O pesquisador Rafael Chaves, do Instituto Internacional de Física da UFRN, é um dos contemplados com bolsa de R$ 1 milhão do Instituto Serrapilheira. Também foram selecionados para receber o investimento os físicos Bruno Mota e Mario Leandro Aolita, da UFRJ. Eles vão receber R$ 700 mil, mais um bônus de R$ 300 mil destinado à integração e à formação de grupos sub-representados na ciência.
O trabalho de Rafael Chaves busca compreender as implicações de se processar informação em computadores de forma quântica – uma delas é, por exemplo, a impossibilidade de copiar essa informação. Ele investiga, ainda, como se dão as relações de causa e efeito na mecânica quântica. Para isso, aplica a teoria matemática da causalidade, a aprendizagem de máquinas e a inteligência artificial de modo a entender os limites da física clássica e reavaliar seus conceitos básicos. Leia mais sobre o físico.

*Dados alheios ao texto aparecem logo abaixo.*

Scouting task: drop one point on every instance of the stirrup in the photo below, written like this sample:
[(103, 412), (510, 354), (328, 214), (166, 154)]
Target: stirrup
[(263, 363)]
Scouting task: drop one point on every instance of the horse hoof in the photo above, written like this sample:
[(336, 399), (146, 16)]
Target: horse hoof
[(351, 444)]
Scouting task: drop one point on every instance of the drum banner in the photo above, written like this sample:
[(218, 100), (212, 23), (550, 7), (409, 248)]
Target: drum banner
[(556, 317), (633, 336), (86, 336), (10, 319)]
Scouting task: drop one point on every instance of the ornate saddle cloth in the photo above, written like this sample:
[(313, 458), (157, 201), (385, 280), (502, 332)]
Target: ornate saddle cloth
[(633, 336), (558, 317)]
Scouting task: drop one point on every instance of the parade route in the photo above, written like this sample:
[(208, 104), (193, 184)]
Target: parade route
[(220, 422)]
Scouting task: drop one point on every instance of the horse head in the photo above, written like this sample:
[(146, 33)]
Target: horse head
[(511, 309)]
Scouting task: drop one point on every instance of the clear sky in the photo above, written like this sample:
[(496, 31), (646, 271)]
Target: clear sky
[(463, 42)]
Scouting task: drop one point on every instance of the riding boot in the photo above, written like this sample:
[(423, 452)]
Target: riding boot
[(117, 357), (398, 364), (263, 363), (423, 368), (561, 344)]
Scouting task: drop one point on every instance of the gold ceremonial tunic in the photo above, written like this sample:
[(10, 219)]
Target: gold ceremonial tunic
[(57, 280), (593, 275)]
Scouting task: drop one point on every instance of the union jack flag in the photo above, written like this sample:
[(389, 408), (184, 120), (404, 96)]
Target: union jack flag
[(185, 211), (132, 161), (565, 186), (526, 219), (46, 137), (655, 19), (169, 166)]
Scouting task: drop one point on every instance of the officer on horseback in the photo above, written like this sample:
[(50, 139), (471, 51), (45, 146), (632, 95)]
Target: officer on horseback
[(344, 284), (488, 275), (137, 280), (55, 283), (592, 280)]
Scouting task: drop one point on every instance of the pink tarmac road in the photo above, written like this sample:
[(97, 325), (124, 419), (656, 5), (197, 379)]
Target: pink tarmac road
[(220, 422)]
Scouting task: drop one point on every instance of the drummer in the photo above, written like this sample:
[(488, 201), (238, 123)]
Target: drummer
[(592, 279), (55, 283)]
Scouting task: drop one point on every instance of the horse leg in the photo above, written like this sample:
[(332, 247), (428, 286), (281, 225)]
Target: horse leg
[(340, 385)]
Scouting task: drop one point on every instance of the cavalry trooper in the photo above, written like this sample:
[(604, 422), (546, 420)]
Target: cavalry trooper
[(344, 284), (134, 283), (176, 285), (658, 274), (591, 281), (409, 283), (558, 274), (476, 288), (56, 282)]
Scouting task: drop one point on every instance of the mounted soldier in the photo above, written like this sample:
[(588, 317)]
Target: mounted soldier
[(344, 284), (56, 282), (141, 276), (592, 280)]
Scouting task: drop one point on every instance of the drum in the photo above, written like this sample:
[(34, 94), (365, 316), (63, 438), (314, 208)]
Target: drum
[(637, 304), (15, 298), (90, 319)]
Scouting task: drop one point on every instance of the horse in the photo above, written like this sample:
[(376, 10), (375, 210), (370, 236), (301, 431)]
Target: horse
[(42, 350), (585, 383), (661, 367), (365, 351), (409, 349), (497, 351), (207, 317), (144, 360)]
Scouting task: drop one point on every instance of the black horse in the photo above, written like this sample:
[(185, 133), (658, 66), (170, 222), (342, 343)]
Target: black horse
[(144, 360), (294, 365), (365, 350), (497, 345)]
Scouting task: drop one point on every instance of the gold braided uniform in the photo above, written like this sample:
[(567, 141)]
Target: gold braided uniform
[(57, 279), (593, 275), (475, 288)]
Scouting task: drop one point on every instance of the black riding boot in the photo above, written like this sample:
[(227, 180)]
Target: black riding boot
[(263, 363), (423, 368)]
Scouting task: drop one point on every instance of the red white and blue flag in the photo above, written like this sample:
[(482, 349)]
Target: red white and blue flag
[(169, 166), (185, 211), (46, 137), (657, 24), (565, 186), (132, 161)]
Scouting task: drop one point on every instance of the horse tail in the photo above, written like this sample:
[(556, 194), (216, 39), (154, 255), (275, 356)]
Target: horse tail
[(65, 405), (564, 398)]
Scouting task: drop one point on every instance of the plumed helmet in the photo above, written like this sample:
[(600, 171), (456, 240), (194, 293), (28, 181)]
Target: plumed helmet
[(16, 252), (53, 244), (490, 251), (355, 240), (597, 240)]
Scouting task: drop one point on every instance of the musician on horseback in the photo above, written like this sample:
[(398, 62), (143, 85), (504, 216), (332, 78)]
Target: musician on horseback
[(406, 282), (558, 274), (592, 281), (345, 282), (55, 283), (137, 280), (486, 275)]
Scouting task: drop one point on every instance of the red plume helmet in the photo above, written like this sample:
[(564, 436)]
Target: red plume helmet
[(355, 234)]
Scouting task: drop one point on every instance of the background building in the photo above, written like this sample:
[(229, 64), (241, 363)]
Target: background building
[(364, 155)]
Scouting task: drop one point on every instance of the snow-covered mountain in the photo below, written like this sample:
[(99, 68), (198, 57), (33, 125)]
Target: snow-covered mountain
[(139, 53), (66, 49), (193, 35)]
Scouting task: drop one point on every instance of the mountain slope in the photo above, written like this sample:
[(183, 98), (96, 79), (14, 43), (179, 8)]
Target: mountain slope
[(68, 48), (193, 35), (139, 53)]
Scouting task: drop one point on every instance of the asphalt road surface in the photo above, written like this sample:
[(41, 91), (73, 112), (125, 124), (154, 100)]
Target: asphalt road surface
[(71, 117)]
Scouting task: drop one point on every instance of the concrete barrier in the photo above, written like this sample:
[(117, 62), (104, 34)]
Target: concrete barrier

Os três cientistas contemplados já haviam recebido bolsa de R$ 100 mil por um ano, na 1ª Chamada Pública de Apoio à Ciência do instituto. O apoio de até R$ 1 milhão reitera o princípio do instituto de concentrar recursos em projetos com forte potencial. “Embora seja uma coincidência, já que o apoio do Serrapilheira não é focado especialmente na física, esse resultado mostra que esta é uma área de excelência e promissora no Brasil”, aponta o diretor-presidente do Serrapilheira, Hugo Aguilaniu. Incluindo este novo aporte, o Serrapilheira já investiu R$ 25,6 milhões em pesquisa científica, desde 2017, quando foi fundado.
“Embora jovens, eles já estão inseridos em redes internacionais, contribuindo com ideias inovadoras”, afirma a diretora de Ciência do Serrapilheira, Cristina Caldas. “É um reflexo de, entre outros fatores, anos de investimento da academia brasileira nesses cientistas: UFRJ, IIF/UFRN, UFMG, CBPF e outras foram responsáveis tanto por formá-los quanto por recebê-los como pesquisadores. É uma bela evidência do esforço dessas instituições em colocar a física brasileira em um padrão de competição internacional.”
As pesquisas apoiadas pelo Serrapilheira buscam responder a questões fundamentais da ciência, ainda que envolvam estratégias de risco. Para isso, contam com a liberdade e flexibilidade demandadas pela atividade científica, de modo que os cientistas possam desenvolver seus projetos em longo prazo.